DevOps

How to deploy Alfresco using Docker in 3 Minutes?

What is Alfresco?

Alfresco is an Enterprise Content Management (ECM) and Business Process Modeling (BPM) System. It’s, however, recognized more prominently as a Document Management System (DMS).

It runs on an Apache TomCat Server and it supports a range of Database Management Systems (DBMS). In this post, we will use PostgreSQL which is the default option.
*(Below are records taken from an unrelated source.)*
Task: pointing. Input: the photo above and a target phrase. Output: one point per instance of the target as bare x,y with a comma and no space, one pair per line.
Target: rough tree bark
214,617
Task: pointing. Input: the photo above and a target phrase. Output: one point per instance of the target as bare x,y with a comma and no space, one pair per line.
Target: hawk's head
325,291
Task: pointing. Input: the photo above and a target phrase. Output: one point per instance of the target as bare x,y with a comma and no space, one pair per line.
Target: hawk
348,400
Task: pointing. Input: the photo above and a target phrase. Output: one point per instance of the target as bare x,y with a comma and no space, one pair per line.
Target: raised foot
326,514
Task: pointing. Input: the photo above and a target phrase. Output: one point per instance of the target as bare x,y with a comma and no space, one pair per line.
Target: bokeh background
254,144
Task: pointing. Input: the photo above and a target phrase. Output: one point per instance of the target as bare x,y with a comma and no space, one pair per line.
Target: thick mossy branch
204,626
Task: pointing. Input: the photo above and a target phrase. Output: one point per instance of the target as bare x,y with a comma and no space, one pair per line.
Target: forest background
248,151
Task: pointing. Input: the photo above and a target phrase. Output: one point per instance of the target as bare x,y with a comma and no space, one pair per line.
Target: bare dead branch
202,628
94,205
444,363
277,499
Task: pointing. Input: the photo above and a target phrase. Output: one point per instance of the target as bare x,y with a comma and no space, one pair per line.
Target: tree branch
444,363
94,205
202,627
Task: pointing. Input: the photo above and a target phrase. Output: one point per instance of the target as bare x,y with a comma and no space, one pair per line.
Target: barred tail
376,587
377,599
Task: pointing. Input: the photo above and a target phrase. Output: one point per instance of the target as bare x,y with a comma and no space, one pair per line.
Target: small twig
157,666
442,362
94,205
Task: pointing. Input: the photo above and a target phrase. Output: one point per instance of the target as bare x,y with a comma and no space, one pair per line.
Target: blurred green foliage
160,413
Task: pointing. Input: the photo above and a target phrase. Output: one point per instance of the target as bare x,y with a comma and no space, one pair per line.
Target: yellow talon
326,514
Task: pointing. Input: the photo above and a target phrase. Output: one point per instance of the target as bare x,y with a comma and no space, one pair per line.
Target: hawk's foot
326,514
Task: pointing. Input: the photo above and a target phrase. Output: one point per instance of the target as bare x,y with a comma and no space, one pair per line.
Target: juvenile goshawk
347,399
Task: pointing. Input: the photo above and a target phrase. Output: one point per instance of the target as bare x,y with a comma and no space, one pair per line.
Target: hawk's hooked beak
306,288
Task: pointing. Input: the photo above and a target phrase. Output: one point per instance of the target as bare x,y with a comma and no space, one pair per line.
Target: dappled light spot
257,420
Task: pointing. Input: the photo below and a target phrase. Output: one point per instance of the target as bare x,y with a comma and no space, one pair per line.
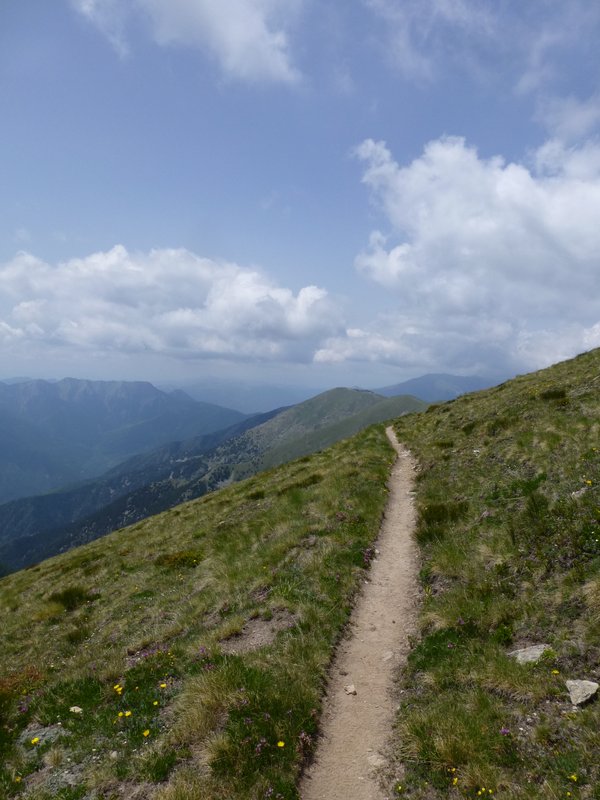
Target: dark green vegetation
510,533
184,657
38,527
56,433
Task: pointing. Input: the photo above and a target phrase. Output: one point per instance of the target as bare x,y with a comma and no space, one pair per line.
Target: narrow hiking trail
356,728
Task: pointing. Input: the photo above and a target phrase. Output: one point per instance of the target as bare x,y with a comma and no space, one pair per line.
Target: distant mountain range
439,386
37,527
55,433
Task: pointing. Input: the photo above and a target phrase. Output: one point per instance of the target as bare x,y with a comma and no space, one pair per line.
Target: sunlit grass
510,533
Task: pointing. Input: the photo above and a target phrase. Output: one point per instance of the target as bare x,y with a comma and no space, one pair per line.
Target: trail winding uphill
359,706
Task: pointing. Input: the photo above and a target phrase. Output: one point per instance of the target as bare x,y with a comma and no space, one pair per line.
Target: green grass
509,525
130,629
137,629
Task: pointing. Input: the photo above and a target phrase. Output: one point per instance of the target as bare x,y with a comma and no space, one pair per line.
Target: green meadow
185,657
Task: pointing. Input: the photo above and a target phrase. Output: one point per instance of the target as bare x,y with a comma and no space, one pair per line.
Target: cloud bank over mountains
163,302
481,251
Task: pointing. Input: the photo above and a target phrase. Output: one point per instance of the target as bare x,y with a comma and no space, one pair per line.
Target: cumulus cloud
248,38
166,302
489,260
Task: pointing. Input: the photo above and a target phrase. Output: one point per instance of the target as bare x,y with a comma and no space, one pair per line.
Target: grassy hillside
38,527
184,657
510,530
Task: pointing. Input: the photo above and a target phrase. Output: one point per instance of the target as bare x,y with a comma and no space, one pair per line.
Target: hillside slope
436,387
36,528
510,529
184,657
55,433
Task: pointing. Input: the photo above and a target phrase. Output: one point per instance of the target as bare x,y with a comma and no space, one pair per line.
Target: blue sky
308,192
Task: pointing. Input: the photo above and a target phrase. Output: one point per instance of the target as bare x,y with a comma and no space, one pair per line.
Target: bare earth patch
258,633
359,706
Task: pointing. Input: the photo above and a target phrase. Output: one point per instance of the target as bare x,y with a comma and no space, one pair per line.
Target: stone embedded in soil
529,655
581,691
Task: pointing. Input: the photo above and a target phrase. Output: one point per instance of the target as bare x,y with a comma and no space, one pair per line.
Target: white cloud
421,35
248,38
487,259
167,302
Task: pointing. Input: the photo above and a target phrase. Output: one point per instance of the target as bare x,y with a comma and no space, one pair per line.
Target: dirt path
357,727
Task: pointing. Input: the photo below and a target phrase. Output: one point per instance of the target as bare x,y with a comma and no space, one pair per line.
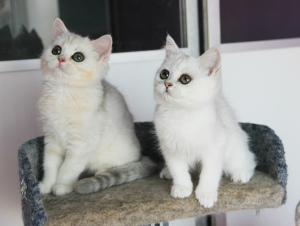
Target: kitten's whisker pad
201,127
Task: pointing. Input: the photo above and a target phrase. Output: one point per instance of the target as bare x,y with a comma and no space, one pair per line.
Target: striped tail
115,176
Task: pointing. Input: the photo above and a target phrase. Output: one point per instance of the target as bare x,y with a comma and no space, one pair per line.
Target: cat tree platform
148,200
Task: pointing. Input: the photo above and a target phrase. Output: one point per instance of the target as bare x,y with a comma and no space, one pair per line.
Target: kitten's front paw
45,188
206,199
165,174
240,177
61,189
181,191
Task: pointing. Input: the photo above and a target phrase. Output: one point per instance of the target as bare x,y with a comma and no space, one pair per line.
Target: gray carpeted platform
148,200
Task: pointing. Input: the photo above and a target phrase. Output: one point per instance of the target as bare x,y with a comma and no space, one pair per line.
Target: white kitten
86,122
194,124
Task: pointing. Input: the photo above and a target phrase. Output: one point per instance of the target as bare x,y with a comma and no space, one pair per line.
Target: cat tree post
148,200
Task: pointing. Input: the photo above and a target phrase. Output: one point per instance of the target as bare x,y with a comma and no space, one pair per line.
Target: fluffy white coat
194,124
86,122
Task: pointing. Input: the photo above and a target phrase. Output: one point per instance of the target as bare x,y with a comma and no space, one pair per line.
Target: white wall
261,85
19,93
264,88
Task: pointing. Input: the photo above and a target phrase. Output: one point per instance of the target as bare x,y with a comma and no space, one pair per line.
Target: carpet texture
148,200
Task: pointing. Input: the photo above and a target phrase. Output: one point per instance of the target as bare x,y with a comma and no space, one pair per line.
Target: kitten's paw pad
240,177
181,191
165,174
207,199
85,186
61,189
45,188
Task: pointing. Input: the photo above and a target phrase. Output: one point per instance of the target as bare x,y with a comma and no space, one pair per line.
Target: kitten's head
187,81
75,60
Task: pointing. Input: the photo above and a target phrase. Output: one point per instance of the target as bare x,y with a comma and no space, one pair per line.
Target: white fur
86,122
195,124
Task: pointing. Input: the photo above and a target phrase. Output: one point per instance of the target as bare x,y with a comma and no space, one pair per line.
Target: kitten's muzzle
61,59
167,84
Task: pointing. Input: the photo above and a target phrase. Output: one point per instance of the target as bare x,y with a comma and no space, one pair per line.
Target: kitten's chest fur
188,130
67,112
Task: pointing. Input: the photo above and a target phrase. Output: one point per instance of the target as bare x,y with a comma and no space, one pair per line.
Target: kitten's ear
59,28
103,46
211,60
171,47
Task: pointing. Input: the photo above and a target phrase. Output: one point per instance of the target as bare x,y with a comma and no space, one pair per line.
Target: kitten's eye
56,50
78,57
185,79
164,74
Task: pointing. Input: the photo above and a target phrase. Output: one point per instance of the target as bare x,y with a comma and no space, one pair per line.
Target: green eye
78,57
56,50
185,79
164,74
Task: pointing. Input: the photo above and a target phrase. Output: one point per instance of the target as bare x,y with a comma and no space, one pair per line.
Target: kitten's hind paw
165,174
61,189
45,188
206,199
181,191
240,177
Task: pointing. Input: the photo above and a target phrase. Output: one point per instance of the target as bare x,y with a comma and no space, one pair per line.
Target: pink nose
61,59
167,84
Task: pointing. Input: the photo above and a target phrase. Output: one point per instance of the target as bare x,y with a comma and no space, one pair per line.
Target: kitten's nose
167,84
61,59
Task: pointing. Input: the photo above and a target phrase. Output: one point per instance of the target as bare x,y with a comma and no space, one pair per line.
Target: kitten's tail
118,175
It provides a range of enterprise level features like role-based user management, document version control, and it could be extended with an Optical Character Recognition (OCR) module. It could also be integrated with an Enterprise Resource Planning (ERP) such as ODOO.

Before You Start

It’s usually a good practice not to test new software on your machine directly. You could end up messing around with system files or binding to wrong ports. I’d start with installing Ubuntu 64-bit on a virtual machine using Oracle VM VirtualBox. One should assign an adequate storage such as 25 G byte

I’d also recommend changing the default directory that Docker is using to store images. Otherwise, the disk storage gets eaten up and one runs into a similar issue as described in a previous blog : Ubuntu Login Screen Loop

Docker Container Linking

Prior to Container Networking, Docker provided a nifty feature to link containers via an argument – -link passed to the run command.

$ docker run --link [name or id]:alias image

Docker Container Linking via an Ambassador

This is not everything. Docker provided another nifty feature that worked just out-of-the-box to link containers running on different machines using an ambassador container [3]. This feature was also deprecated and superseded with Overlay Networks when Docker Networking was introduced [1].
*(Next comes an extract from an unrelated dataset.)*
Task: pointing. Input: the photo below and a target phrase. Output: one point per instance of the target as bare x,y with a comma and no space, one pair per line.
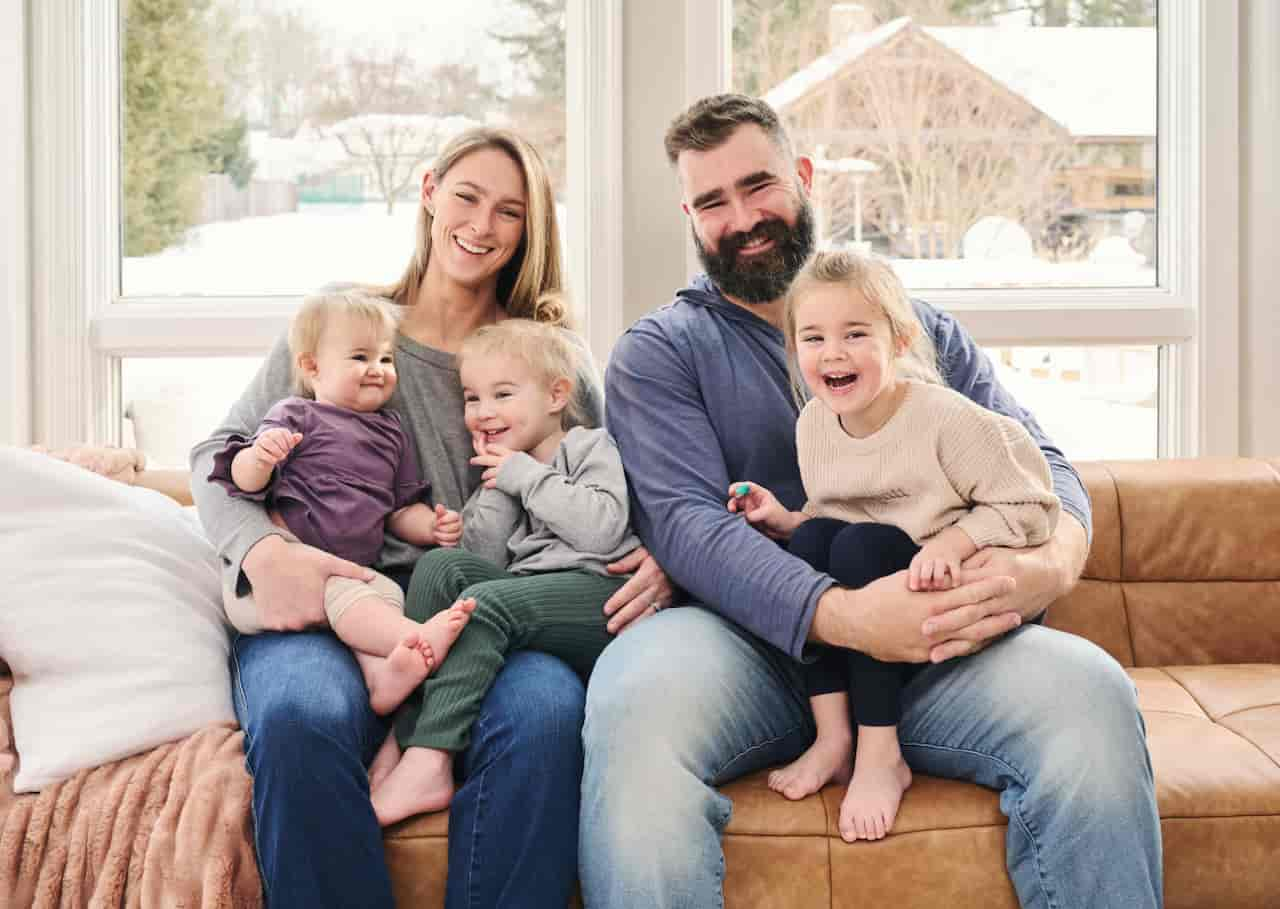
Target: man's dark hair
709,122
Docker Container Networking

Docker provides a networking mechanism to orchestrate the communication between the containers and the host and between the containers and each other.

By default Docker creates three networks for your container:

  • None
  • Host
  • Bridge

Briefly, the Host network copies the /etc/hosts file from the host machine to the container. The Bridge network connects the host machine and the container.

Docker also gives options for networking containers running on the same host machine or containers running on different hosting machines. The following figure demonstrates an insulated bridge network, and a set of selected ports are exposed to the outer world. I’d suggest having a look at the documentation for a profound understanding [1].

Docker Data Volumes

Since, a container is a virtualization of a platform in a way or another, it doesn’t persist state. That is any data one’s working on or any changes one makes, they will get lost once the container is stopped.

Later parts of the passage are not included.